Türk Borçlar Kanunu’nun 396. maddesinde belirtilen kendi işvereni ile rekabete girişemez hükmü işçi ile işveren arasında hizmet ilişkisinin var olduğu zamana ilişkin bir düzenleme olup, hizmet akdi sona erdikten sonra uygulanabilirliği bulunmamaktadır. Oluşacak boşluğu ise Türk Borçlar Kanunu’nun 444 ve devamındaki maddeler kapatmaktadır. Bu bağlamda işveren, işçisi ile iş akdinin hitamından sonra da rekabet yasağının sürmesini istiyorsa işçisi ile ayrı bir rekabet yasağı sözleşmesi yapmak durumundadır.
Rekabet yasağı, aynı alanda iş yapan kimselerin birbirleri ile hukuka aykırı olarak yarışa girememesi, belirli kimselerin birbirleriyle rekabet etmelerinin yasaklanması anlamına gelmektedir. Türk Borçlar Kanunu’nun 444/1 maddesi uyarınca rekabet sözleşmesinin konusu, işçinin iş sözleşmesi sona erdikten sonra, kendi adına işvereni ile rekabet edecek bir iş yapmaması, rakip bir kuruluşta çalışmaması, rakip bir kuruluşa ortak olmaması ve ortaklıktan başka bir sıfatla dahi rakip bir kuruluşla ilgisinin olmamasıdır.
Taraflar rekabet yasağı kararlaştırmamışlarsa, işçinin işverene ait işyerinde edindiği bilgileri ve müşteri çevresini kullanması ve eski işvereni ile rekabet yapması mümkündür.
Rekabet yasağı sözleşmesinin geçerlilik şartlarını Türk Borçlar Kanunu açık bir şekilde düzenlemiştir. Bir rekabet yasağı sözleşmesinin imzalanabilmesi için; bir iş sözleşmesinin bulunması, işçinin müşterileri tanımasından veya iş sırlarını bilmesinden dolayı işverene önemli bir zarar vermesi ihtimalinin olması gerekmektedir. Ayrıca rekabet yasağı sözleşmesinin yapılmamasını engelleyen özel bir kanun hükmünün de bulunmaması icap etmektedir.
Rekabet yasağı sözleşmesinde dikkat edilmesi gereken bir başka husus ise Türk Borçlar Kanunu’nun 445. maddesinde belirtilen sınırlamalardır. Bu madde emredici bir hüküm olduğu için aksi taraflarca kararlaştırılamayacaktır.

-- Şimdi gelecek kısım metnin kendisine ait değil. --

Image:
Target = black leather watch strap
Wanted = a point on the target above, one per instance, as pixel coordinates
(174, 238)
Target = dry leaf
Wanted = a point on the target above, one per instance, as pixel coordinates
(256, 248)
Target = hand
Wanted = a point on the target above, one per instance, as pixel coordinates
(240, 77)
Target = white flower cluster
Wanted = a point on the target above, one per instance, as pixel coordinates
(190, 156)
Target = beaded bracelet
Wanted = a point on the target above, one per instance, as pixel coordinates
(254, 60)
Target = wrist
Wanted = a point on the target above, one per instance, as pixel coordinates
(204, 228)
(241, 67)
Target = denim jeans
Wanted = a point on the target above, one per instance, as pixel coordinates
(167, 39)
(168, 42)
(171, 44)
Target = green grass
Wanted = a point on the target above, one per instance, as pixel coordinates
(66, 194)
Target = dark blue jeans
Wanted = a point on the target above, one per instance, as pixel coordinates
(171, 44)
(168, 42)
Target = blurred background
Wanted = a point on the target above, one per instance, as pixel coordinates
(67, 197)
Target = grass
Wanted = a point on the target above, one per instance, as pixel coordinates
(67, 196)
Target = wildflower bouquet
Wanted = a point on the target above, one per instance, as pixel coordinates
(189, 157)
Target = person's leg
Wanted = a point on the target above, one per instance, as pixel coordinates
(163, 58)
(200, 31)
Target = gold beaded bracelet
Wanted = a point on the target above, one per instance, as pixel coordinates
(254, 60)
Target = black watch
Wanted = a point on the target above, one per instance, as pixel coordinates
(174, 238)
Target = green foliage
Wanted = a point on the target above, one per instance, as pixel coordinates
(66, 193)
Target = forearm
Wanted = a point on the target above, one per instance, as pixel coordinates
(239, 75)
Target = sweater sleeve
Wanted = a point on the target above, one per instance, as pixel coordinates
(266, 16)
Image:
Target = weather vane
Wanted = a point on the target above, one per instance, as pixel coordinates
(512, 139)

Bu bağlamda rekabet yasağı sözleşmesi yapılırken taraflar tam ve mutlak bir serbestiye sahip değildir. Rekabet yasağı sözleşmesi işçinin ekonomik geleceğinin hakkaniyete aykırı olarak tehlikeye atılmaması şartıyla geçerlidir. Bu anlamda, işçinin mesleki geleceğini önemli ölçüde sınırlandıran bir rekabet yasağı şartı, işverenin haklı menfaatlerinin korunması için olmazsa olmaz nitelikte olmadığı sürece ölçüsüz kabul edilir. İşçiye meslek yasağı oluşturacak bir rekabet etmeme yükümlülüğünün getirilebilmesi için, işçinin eğitimi, mesleki tecrübesi, yaşı, mesleğini ya da oturduğu yeri değiştirme olasılığı, ailevi şartları, maddi durumu, iş piyasasında tanınmışlığı, başka bir iş yapabilme olasılığının olup olmadığı gibi kriterlerin bir bütün olarak dikkate alınması gerekir. İşçinin iktisadi geleceğinin hakkaniyete uygun bir şekilde sınırlandırılması için rekabet yasağının zaman, yer ve konu bakımından sınırlandırılması esaslarına uygun davranılması da rekabet yasağı sözleşmesinin geçerli olarak kurulabilmesi için uyulması gereken koşullardan birisi olarak kabul edilir.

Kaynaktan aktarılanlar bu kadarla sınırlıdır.